Neal Caren–PI. Newspapers are one of the most prevalent data sources for scholars interested in social movements. Whether the academic interest is in protest events or social movement organizations (SMOs), scholars very often rely on data culled from newspapers to answer their questions. This project merges two existing, influential, datasets on social movements, both of which were originally funded by the NSF and both of which were culled from newspapers. The two datasets are the Dynamics of Collective Action dataset (“DoCA” collected by Soule, Olzak, McCarthy, and McAdam) and the Political Organizations in the News dataset (“PONs” collected by Amenta and Caren).

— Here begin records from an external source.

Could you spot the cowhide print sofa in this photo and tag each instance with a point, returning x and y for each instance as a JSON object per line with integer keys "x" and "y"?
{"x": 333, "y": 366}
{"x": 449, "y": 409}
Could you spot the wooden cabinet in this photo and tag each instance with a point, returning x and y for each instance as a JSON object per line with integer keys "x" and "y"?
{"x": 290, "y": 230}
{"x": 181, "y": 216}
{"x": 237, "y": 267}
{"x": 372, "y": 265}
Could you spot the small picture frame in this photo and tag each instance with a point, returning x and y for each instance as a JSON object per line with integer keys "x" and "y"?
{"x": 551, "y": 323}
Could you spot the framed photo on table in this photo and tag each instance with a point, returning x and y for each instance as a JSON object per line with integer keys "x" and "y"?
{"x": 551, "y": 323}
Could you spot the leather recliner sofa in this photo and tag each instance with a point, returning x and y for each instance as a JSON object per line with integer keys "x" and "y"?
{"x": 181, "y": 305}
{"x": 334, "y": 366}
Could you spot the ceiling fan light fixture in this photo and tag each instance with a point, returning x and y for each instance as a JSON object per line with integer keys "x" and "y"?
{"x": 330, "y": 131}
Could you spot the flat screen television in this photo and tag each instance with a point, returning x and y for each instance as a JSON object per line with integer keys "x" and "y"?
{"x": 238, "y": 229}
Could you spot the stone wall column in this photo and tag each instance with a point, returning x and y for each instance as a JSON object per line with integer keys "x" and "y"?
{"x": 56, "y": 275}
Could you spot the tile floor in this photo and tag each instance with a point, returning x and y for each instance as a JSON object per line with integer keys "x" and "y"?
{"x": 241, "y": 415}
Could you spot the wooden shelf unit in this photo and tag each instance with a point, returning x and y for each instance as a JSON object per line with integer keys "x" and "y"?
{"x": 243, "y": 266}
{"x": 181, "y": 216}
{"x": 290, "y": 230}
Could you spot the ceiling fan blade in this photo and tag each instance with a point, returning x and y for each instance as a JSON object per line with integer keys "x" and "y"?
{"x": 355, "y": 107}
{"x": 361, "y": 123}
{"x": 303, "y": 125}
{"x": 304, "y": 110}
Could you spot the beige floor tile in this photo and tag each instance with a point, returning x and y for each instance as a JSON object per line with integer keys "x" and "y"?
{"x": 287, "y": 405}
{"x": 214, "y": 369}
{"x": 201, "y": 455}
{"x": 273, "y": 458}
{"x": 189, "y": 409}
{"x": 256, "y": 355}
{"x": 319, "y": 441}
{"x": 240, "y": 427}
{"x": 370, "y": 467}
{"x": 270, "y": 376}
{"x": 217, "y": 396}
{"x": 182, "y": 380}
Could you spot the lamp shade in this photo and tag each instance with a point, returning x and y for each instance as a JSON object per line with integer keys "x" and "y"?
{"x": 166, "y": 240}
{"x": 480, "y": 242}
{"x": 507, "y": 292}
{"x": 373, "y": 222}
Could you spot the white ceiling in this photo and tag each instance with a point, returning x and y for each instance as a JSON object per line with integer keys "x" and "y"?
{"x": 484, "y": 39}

Beyond the merge, we will also collect additional data on key attributes of the social movement organizations and the political environment in which they operate. The end result will be three datasets (1) a comprehensive, longitudinal, dataset on nearly 7,000 SMOs operating in the US between 1960 and 1995; (2) PONs data that is augmented with protest event data from DoCA; and (3) DoCA data that is augmented with SMO coverage data from PONs.
Kenneth “Andy” Andrews–PI. Why do some social movements succeed while others fail to bring about enduring social and political changes? This study examines the dynamics and consequences of local civil rights campaigns that challenged segregated public facilities in the U.S. South from 1960 to 1964. Many Southern cities experienced substantial desegregation of lunch counters, hotels, theaters and other establishments prior to the 1964 Civil Rights Act, but these accomplishments were uneven across time and localities. By collecting systematic data on approximately 80 cities that experienced sustained civil rights activities in the early 1960s, we examine the impact of protest characteristics and movement organizations on desegregation. We also consider alternative explanations that focus on political opportunities (e.g., less resistance by whites) and the economic vulnerabilities of local businesses to the demands of protesters.